We can also add across rows without using sum(). By using the “+” operator, we can achieve the previous functionality.
Example
- Add values in points1 and points2 columns and store the result in the ‘2 Added‘ column.
- Add values in points1, points2, and points3 columns and store the result in the ‘3 Added‘ column.
# Create the dataframe using lists
analysis = pandas.DataFrame([[23,'sravan',1000,34,56],
[23,'sravan',700,11,0],
[23,'sravan',20,4,2],
[21,'siva',400,32,45],
[21,'siva',100,456,78],
[23,'sravan',00,90,12],
[21,'siva',400,32,45],
[20,'sahaja',120,1,67],
[23,'sravan',00,90,12],
[22,'suryam',450,76,56],
[22,'suryam',40,0,1],
[22,'suryam',12,45,0]
],columns=['id','name','points3','points1','points2'])
# Add values in points1 and points2 columns and store the result in '2 Added' column
analysis['2 Added']=analysis['points1']+analysis['points2']

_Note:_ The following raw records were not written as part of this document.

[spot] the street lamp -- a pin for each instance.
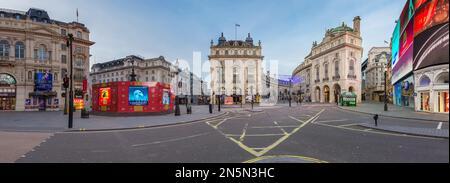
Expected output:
(385, 89)
(290, 86)
(177, 107)
(69, 44)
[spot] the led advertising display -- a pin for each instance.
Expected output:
(418, 3)
(105, 96)
(166, 97)
(431, 31)
(395, 44)
(43, 81)
(138, 95)
(405, 62)
(407, 14)
(432, 13)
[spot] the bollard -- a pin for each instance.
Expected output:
(375, 118)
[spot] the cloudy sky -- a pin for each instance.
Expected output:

# Add values in points1,points2 and points2columns and store the result in '3 Added' column
analysis['3 Added']=analysis['points1']+analysis['points2']+analysis['points3']
print(analysis)
Output
0 23 sravan 1000 34 56 90 1090
1 23 sravan 700 11 0 11 711
2 23 sravan 20 4 2 6 26
3 21 siva 400 32 45 77 477
4 21 siva 100 456 78 534 634
5 23 sravan 0 90 12 102 102
6 21 siva 400 32 45 77 477
7 20 sahaja 120 1 67 68 188
8 23 sravan 0 90 12 102 102
9 22 suryam 450 76 56 132 582
10 22 suryam 40 0 1 1 41
11 22 suryam 12 45 0 45 57
Scenario 4: sum() With groupby()
If you want to return the sum of values for individual groups, then you have to use groupby() with sum(). So groupby() is used to group the column values in a particular column, and sum() will return the sum in each group.
Example
Let’s group the rows based on the name column and return the sum of values in each group for all columns.

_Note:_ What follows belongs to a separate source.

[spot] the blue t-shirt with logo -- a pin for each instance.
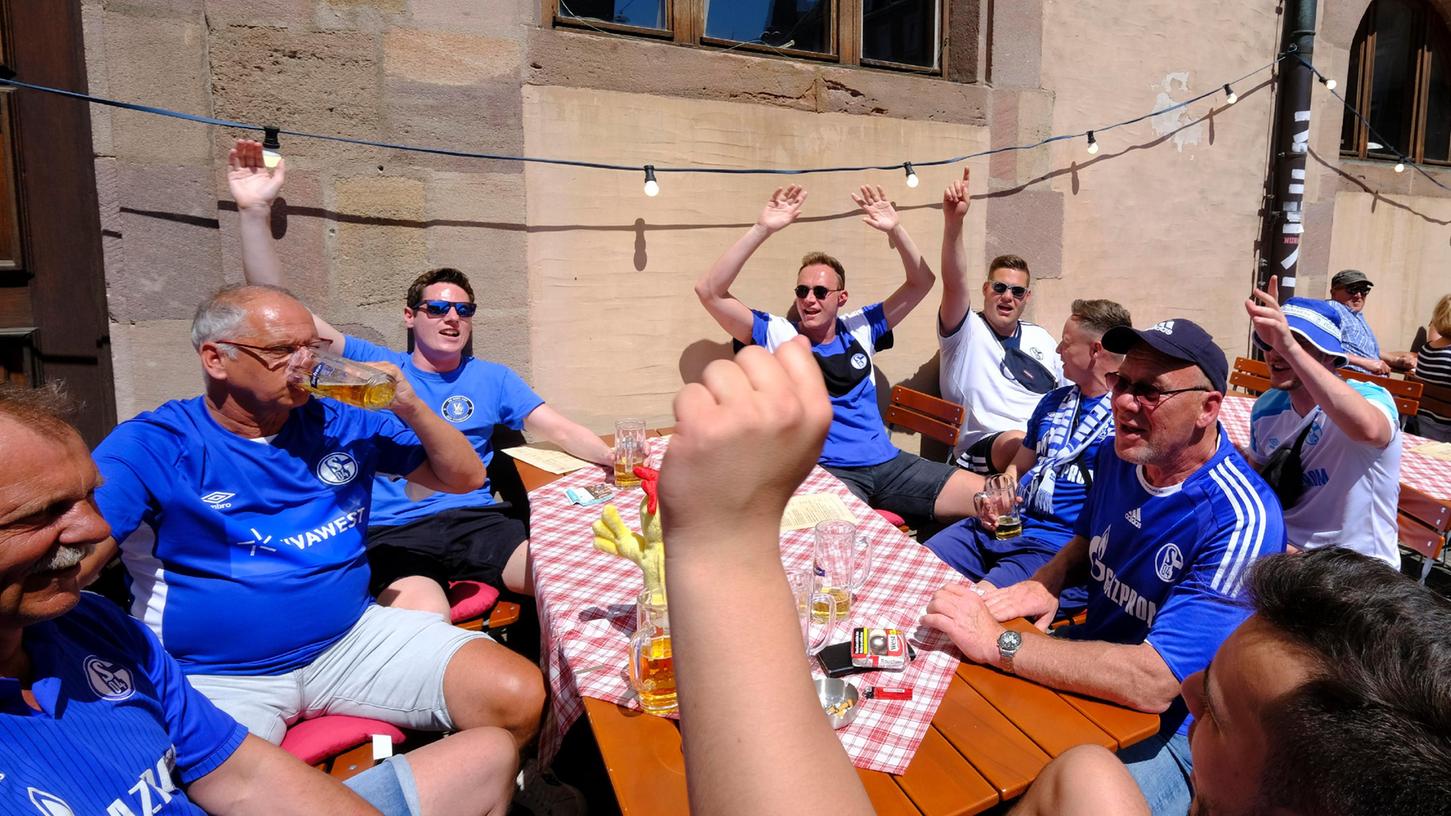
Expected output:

# Create the dataframe using lists
analysis = pandas.DataFrame([[23,'sravan',1000,34,56],
[23,'sravan',700,11,0],
[23,'sravan',20,4,2],
[21,'siva',400,32,45],
[21,'siva',100,456,78],
[23,'sravan',00,90,12],
[21,'siva',400,32,45],
[20,'sahaja',120,1,67],
[23,'sravan',00,90,12],
[22,'suryam',450,76,56],
[22,'suryam',40,0,1],
[22,'suryam',12,45,0]
],columns=['id','name','points3','points1','points2'])

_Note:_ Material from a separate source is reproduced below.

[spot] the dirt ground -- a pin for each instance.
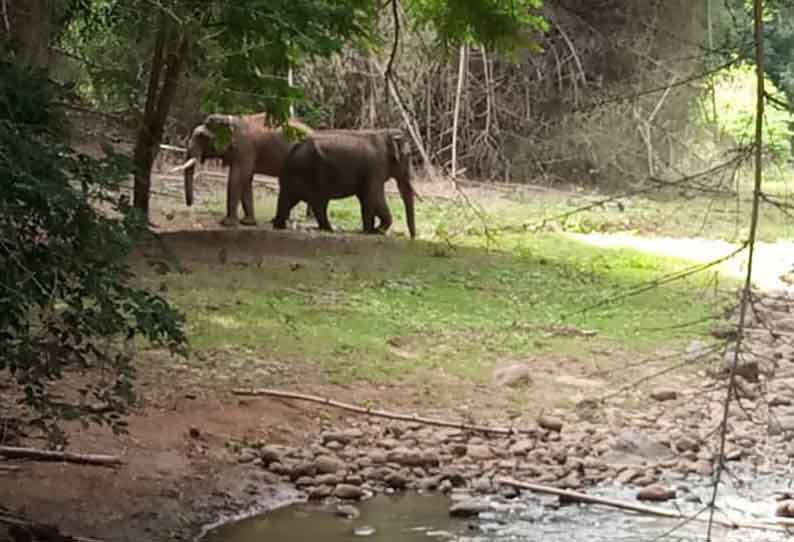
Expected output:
(178, 473)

# group the rows based on name column and return sum of values in each group for all columns
print(analysis.groupby('name').sum())
Output
name
sahaja 20 120 1 67
siva 63 900 520 168
sravan 115 1720 229 82
suryam 66 502 121 57
Explanation
So there are 4 groups in the ‘name’ column. For each group, the sum of id, points3, points1, and points2 is returned.
Conclusion
We tried to teach you how to compute the sum across DataFrames using the Pandas sum() method. We have discussed the row-wise and column-wise addition of values in the examples of this post. Additionally, you learned how to add columns conditionally and how to sum the values after grouping the column of the DataFrame. Now, you may be able to sum the columns of the DataFrame together or sum the values within the DataFrame column by yourself.